Change is ‘desperately needed’
Following the publication of the draft Bill on 2 April a number of the regulators have come out and voiced their support for the proposals, none more so than the NMC. Speaking to NHE, Jackie Smith, chief executive and registrar of the NMC, said: “We are passionate about the Bill finding its way into the Queen’s Speech and becoming reality.
“The reason for this is because we desperately need changes to our legal framework. David Cameron said in February last year that the NMC needs changes to its ‘outdated and inflexible’ legal framework because the cost of fitness to practise is so high. Unless we have changes, which enable us to regulate more effectively, the cost has a direct impact on the registration fee.”

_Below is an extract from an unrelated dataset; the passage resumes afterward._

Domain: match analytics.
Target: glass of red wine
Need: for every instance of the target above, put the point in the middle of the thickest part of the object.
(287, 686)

She added that the Bill is terribly important as it enables health regulators to be much more flexible and agile. “This has to be positive,” Smith stated, “currently we are faced with a complicated, complex legal framework for all of us and it doesn’t necessarily deliver what the public want. So, the Bill is a great vehicle for us to make changes relatively quickly, which enables us to protect the public in an effective way.”
Seven of England’s eight healthcare regulators wrote to the Sunday Times at the end of March calling for cross-party support to pass the Bill.
They said: “This will be a once in a generation opportunity to bring long-awaited reform to ensure that the health professionals who treat us are properly trained, competent and up to date.”
The only regulator in England not to sign the letter was the Health & Care Professions Council (HCPC).
Spokeswoman Amy Morgan told NHE the HCPC welcomed the proposals, but she said: “We felt that we did not need to be co-signatories to the Sunday Times letter because our legislation as it currently stands is more recent than others and, therefore, gives us the flexibility we need to deliver robust regulation. We are now looking forward to working with government and other regulators to take these recommendations forward.”